Wakefield acceleration of nonmonoenergetic electron bunches

The process of trapping and acceleration of a nonmonoenergetic electron bunch of finite length is investigated analytically in terms of a one-dimensional model, and relevant three-dimensional simulations are performed. The bunch is assumed to be injected into the region of maximum wake wave potential, the injection energy being such that the electron velocities are lower than the wave phase velocity. The study is aimed at clarifying how the spatial and energy parameters of the injected bunch in the trapping and acceleration stages depend on its initial energy spread. Formulas are obtained that describe the change in the bunch length and its energy spread in the course of acceleration. In some important limiting cases, the formulas are simple enough for them to be conveniently used for practical estimates. The injection conditions are discussed under which the electrons of a nonmonoenergetic bunch can be accelerated to high energies and the energy spread of the bunch electrons after acceleration is weakly sensitive to their initial energy spread. The analytical results agree well with the results of numerical simulations.     

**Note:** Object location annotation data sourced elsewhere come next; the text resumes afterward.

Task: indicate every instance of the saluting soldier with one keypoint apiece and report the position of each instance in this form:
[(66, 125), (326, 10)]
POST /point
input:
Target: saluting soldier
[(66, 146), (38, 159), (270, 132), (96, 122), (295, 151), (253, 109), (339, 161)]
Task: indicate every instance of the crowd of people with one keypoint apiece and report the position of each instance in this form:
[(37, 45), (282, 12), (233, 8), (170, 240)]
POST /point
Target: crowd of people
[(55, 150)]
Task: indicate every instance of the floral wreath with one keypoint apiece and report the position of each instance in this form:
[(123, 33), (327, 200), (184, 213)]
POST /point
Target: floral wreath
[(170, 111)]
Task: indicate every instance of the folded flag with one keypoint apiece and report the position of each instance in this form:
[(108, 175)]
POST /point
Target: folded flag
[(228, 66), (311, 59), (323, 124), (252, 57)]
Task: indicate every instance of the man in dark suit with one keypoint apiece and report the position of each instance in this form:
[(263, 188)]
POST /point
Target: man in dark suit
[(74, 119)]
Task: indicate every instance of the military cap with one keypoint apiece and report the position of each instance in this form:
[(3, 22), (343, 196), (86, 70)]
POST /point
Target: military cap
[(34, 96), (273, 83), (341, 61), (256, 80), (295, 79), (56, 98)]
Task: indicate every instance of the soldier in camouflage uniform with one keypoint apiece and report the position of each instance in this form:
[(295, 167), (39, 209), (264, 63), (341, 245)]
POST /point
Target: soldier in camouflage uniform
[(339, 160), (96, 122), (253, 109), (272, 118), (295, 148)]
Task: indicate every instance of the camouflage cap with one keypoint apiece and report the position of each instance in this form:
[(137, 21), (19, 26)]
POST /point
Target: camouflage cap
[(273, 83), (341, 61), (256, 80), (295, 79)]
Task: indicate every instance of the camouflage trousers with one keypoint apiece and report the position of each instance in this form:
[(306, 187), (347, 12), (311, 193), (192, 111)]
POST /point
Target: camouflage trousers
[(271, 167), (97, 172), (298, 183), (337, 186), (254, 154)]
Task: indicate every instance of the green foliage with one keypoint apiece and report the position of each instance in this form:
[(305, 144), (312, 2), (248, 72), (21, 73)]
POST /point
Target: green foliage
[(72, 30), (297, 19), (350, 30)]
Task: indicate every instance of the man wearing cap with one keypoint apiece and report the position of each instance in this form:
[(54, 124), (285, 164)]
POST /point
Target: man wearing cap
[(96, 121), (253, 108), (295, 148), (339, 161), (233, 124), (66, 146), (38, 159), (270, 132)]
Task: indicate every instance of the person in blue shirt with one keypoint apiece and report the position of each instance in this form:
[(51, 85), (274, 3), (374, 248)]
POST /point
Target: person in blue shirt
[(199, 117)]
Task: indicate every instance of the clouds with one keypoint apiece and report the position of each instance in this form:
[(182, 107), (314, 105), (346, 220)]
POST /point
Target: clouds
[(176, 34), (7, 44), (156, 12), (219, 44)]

Beam-plasma interaction in a hybrid plasma waveguide in the pulsed mode of microwave generation

Results are presented from experimental studies of the energy spectra of an electron beam in a model beam-plasma oscillator based on a hybrid plasma waveguide in the pulsed mode of microwave generation with a pulse duration of 1 µs or shorter. The beam energy spent on sustaining the beam-plasma discharge in a slow-wave structure is measured. A correlation between the type of excited waves and the generation of a group of accelerated beam electrons with energies exceeding the injection energy is revealed. It is shown that the pulsed mode of microwave generation is related to the time variations in the plasma density profile in the waveguide and the trapping of beam electrons by the excited microwave field.     

Electron acceleration by Langmuir waves excited by a laser pulse in a semi-infinite plasma

Results are presented from a theoretical investigation of the acceleration of test electrons by a Langmuir wave excited by a short laser pulse at half the electron plasma frequency. Such a pulse penetrates into the plasma over a distance equal to the skin depth and efficiently excites Langmuir waves in the resonant interaction at the second harmonic of the laser frequency. It is shown that the beam of electrons accelerated by these waves is modulated into a train of electron bunches, but because of the initial thermal spread of the accelerated electrons, the bunches widen and begin to overlap, with the result that, at large distances, the electron beam becomes unmodulated.